Son format surtout étonne, non par sa taille mais par la
forme choisie, celle d’un parallélogramme sans aucun
angle droit, qui donne d’emblée une impression de
vertige. Le texte s’inscrit dans la même pente, donnant
à ce livre, une fois ouvert, une allure de ligne de fuite
perpétuelle.
Vertige aussi dans la narration : la forme épouse à
merveille l’histoire racontée. Sur la page de droite,
le dessin montre une voiture d’enfant, lancée vers
la gauche (la page de texte, le pli du livre) dans une rue en
pente, puis dans la campagne. Dans son bolide, le petit Bobby
renverse tout sur son passage : gens, bêtes, choses.

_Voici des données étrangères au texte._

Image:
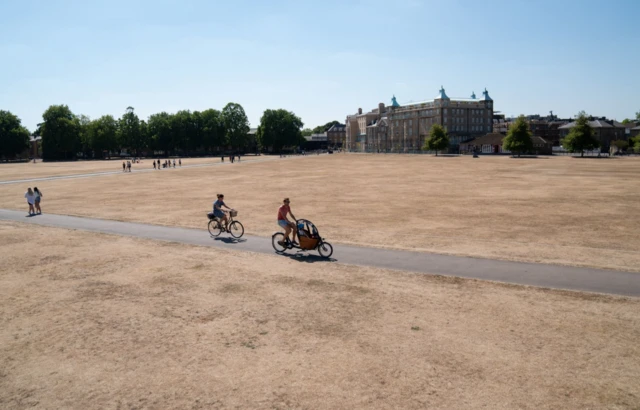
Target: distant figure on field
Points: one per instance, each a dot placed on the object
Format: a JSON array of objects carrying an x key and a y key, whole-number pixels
[
  {"x": 31, "y": 199},
  {"x": 39, "y": 196}
]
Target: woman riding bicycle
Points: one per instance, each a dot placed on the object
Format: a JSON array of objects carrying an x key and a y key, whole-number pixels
[{"x": 219, "y": 213}]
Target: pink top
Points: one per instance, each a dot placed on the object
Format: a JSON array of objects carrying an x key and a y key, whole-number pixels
[{"x": 282, "y": 212}]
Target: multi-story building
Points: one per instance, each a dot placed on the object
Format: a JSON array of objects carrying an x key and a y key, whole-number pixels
[
  {"x": 336, "y": 135},
  {"x": 404, "y": 128}
]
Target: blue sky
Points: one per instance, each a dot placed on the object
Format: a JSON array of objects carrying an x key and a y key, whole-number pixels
[{"x": 319, "y": 59}]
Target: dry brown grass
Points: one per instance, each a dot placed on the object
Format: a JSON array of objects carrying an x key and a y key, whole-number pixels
[
  {"x": 145, "y": 324},
  {"x": 558, "y": 210}
]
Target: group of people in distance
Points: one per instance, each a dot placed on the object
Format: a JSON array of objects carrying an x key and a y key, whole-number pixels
[
  {"x": 34, "y": 196},
  {"x": 166, "y": 163},
  {"x": 232, "y": 158},
  {"x": 283, "y": 221}
]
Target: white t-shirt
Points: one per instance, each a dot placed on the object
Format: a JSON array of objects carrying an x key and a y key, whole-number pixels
[{"x": 31, "y": 198}]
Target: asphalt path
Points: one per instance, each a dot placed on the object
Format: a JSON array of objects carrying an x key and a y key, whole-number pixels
[
  {"x": 136, "y": 170},
  {"x": 540, "y": 275}
]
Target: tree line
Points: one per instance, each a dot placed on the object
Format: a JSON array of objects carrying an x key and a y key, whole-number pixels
[
  {"x": 518, "y": 140},
  {"x": 66, "y": 136}
]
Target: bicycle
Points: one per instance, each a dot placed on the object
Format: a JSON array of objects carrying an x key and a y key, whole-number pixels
[{"x": 234, "y": 227}]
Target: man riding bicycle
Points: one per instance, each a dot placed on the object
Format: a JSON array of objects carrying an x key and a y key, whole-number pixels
[
  {"x": 219, "y": 213},
  {"x": 284, "y": 222}
]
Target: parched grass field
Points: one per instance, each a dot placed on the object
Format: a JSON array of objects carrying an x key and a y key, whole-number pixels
[
  {"x": 145, "y": 324},
  {"x": 566, "y": 211}
]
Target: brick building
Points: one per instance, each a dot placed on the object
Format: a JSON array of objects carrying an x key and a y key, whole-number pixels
[
  {"x": 404, "y": 128},
  {"x": 336, "y": 135}
]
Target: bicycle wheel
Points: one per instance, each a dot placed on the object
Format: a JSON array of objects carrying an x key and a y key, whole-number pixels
[
  {"x": 214, "y": 228},
  {"x": 325, "y": 249},
  {"x": 277, "y": 240},
  {"x": 236, "y": 229}
]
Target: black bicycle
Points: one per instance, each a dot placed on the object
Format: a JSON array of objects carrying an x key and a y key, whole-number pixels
[
  {"x": 234, "y": 227},
  {"x": 308, "y": 236}
]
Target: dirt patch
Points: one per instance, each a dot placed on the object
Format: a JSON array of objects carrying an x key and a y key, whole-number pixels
[{"x": 239, "y": 330}]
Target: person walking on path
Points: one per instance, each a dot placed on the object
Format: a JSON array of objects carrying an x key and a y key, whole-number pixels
[
  {"x": 31, "y": 200},
  {"x": 39, "y": 196}
]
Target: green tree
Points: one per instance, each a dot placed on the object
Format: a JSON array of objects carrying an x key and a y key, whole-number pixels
[
  {"x": 279, "y": 128},
  {"x": 159, "y": 131},
  {"x": 85, "y": 143},
  {"x": 129, "y": 135},
  {"x": 14, "y": 138},
  {"x": 438, "y": 139},
  {"x": 60, "y": 133},
  {"x": 103, "y": 135},
  {"x": 213, "y": 132},
  {"x": 622, "y": 145},
  {"x": 518, "y": 139},
  {"x": 581, "y": 137},
  {"x": 236, "y": 125}
]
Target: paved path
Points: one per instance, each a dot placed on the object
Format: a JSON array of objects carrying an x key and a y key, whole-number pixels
[
  {"x": 137, "y": 170},
  {"x": 550, "y": 276}
]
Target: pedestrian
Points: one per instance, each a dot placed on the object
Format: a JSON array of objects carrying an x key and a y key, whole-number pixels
[
  {"x": 31, "y": 200},
  {"x": 39, "y": 196}
]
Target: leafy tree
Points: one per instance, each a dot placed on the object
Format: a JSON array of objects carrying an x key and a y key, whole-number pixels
[
  {"x": 213, "y": 132},
  {"x": 581, "y": 137},
  {"x": 518, "y": 139},
  {"x": 103, "y": 135},
  {"x": 236, "y": 125},
  {"x": 14, "y": 138},
  {"x": 60, "y": 133},
  {"x": 159, "y": 131},
  {"x": 622, "y": 145},
  {"x": 438, "y": 139},
  {"x": 320, "y": 129},
  {"x": 279, "y": 128},
  {"x": 129, "y": 134}
]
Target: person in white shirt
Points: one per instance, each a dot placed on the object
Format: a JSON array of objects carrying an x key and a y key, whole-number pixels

Tout
cela ravit le bambin qui capte puis renvoie toutes sortes d’objets
: journaux, fruits, chapeau… son passage engendre des explosions.
Le
texte est mis en vers et écrit en une langue très
élaborée, au vocabulaire riche. Chaque double
page présente une situation nouvelle, sans lien avec
la précédente, hors le trajet de Bobby. Les
images aux tons sépias, gris, ou vert ou brun…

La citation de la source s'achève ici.